Alors, Enée occit les meilleurs de l’armée danaenne,/ les deux fils de Dioclès, Créthon et Orsiloque,/ dont le père menait à Phères, la ville solide,/ une vie d’opulence : il avait l’Alphée pour ancêtre,/ large fleuve coulant à travers la terre pylienne,/ qui conçut Ortiloque, le roi d’un peuple innombrable ;/ Ortiloque enfanta Dioclès le héros magnanime,/ qui, à son tour, engendra deux frères jumeaux de naissance,/ Orsiloque et Créthon, rompus à toutes les luttes./ Dans la fleur de l’âge, embarqués sur leurs sombres navires,/ ils suivirent l’Argien pour Troie, poulinière féconde,/ pour, d’Agamemnon et de Ménélas Atréides,/ venger l’honneur.

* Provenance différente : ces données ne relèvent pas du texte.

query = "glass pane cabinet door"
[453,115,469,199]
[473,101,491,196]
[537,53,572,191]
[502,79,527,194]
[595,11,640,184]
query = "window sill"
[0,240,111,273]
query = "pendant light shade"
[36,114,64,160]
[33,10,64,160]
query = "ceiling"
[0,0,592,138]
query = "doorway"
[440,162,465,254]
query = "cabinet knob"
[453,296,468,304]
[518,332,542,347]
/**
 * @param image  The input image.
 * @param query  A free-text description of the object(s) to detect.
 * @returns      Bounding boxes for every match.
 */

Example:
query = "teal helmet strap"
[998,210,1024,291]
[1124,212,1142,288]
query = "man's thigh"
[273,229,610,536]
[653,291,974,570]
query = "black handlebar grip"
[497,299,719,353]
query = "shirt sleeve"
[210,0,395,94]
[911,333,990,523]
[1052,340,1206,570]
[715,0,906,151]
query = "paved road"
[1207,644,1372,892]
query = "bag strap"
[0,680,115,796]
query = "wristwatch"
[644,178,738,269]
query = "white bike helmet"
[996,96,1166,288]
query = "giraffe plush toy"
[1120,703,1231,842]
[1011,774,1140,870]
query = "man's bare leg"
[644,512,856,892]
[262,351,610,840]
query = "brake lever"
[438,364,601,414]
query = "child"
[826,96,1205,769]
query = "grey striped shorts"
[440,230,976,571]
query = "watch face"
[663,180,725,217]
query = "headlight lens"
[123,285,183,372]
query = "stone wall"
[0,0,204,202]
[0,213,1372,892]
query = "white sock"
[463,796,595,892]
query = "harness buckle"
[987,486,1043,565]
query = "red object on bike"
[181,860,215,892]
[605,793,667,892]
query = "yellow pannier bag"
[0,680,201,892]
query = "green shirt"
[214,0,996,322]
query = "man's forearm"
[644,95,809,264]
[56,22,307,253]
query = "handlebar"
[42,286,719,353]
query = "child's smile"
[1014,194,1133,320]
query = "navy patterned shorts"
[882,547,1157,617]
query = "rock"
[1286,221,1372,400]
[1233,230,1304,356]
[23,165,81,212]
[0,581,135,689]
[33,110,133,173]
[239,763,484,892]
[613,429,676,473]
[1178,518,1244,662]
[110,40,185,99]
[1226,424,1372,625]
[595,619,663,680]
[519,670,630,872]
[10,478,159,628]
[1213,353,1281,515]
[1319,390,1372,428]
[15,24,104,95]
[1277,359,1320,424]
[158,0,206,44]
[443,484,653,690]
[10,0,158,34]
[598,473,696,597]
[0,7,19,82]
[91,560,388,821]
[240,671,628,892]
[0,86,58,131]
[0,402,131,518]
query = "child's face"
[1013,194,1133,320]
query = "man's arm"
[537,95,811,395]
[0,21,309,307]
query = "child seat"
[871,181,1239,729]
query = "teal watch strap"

Le trépas fatal les couvrit de son voile.1

C’est un véritable arbre généalogique que réalise l’aède dans son hommage aux deux guerriers morts. Si Malouf insiste sur le côté « problématique » de la filiation de ses personnages, nous n’en retrouvons pas moins la même création d’un lien des êtres décrits dans le temps et l’espace convoquant nécessairement les relations familiales de l’individu, cellule intermédiaire entre ce dernier et la communauté.

Le roman de l’auteur australien nous apparaît donc bien poursuivre un but épique dans sa manipulation du récit et de la parole.